The Warriors, at first, seems right in line with those, but by creating a deliberately over-the-top vision of New York crime committed by gangs in uniforms and costumes ranging from militaristic to silly, it reveals itself as something totally different. You typically can’t get an idea of what an entire film movement is about through one movie, but watching Jean-Luc Godard’s Breathless is a pretty good way to wrap your head around what http://inrnews.com/ the French New Wave was all about. The way the movie plays carelessly with the traditional means of storytelling—it has a “plot” in only the loosest sense of the word—has that youthful, “breaking all the rules” energy. Legendary director Akira Kurosawa takes Shakespeare’s King Lear and sets it in medieval Japan. That’s the basic gist of the movie, but it also does nothing to prepare you for the visual experience Ran really is.
Guided by Wright’s expressively interior performance and Jesse Chatham and Erin Dignam’s spartan script, the film captures the universal desire for escape in the face of grief, and the way resurrection often comes from accepting death as an inescapable facet of life. In Summer of Soul (…Or, When the Revolution Could Not Be Televised), Ahmir “Questlove” Thompson doesn’t just restore never-before-seen footage of the 1969 Harlem Cultural Festival; he expertly cuts it together to create a lively and passionate tapestry of Black America at a turning point. The canny, rhythmic structure of the film, which also includes commentary from those who played and attended the event, is key to its pointed power. Ultimately, though, it’s the music that lifts up these proceedings, which peak whenever Sly & the Family Stone take the stage.
But in 1991, the concept was given new life and new purpose in the form of Geena Davis’s Thelma and Susan Sarandon’s Louise. Best friends who decide to spice things up with an impromptu road trip, their mini-vacation is brutally interrupted when a man Thelma flirts with in a bar attacks her. In a fit of rage, the man is shot by Louise, and the two go on the run. In addition to moments of humor and thrilling suspense, Thelma and Louise changed the dynamics of the crime movie by having the lead pair’s actions motivated by an (understandable) distrust of men and a belief that they’ll never get a fair shake because of their gender.

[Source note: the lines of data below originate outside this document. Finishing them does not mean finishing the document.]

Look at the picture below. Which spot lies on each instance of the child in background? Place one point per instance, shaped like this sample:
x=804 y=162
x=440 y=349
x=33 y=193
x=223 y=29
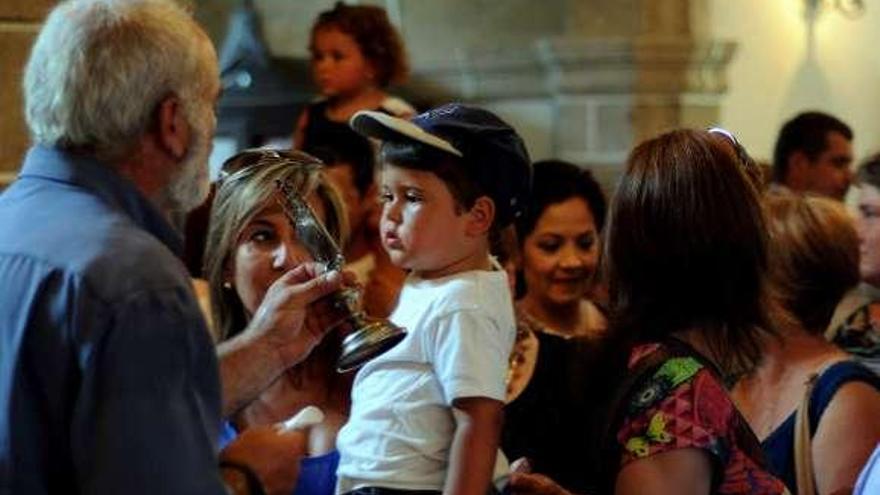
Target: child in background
x=426 y=415
x=350 y=166
x=356 y=55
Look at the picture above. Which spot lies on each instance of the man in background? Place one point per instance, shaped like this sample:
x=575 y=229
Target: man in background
x=813 y=153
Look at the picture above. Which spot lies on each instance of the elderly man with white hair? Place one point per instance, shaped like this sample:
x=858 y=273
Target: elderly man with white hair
x=109 y=381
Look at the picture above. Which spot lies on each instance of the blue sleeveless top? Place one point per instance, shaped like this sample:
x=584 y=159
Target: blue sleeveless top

Even if you know the mystery of who or what “Rosebud” is (what’s the statute of limitations on 80 year old spoilers?) everything about Citizen Kane still works. You hear a lot of movies described as “haunting,” but few actually live up to the billing. Not so with The Red Shoes, which remains as moving and mysterious as it was when it was first released in 1948. Making incredible use of the then-new innovation “technicolor,” the movie is a story about love, art, and obsession that hasn’t softened with age one bit. The kind of movie that even your favorite movie makers love, with its mix of fairy tale fantasy and emotional realism. The story of two identical women—Polish Weronika and French Veronique—who don’t know one another but are leading parallel lives forms the framework for this dreamy, entrancing movie from Polish director Krysztof Kieslowski.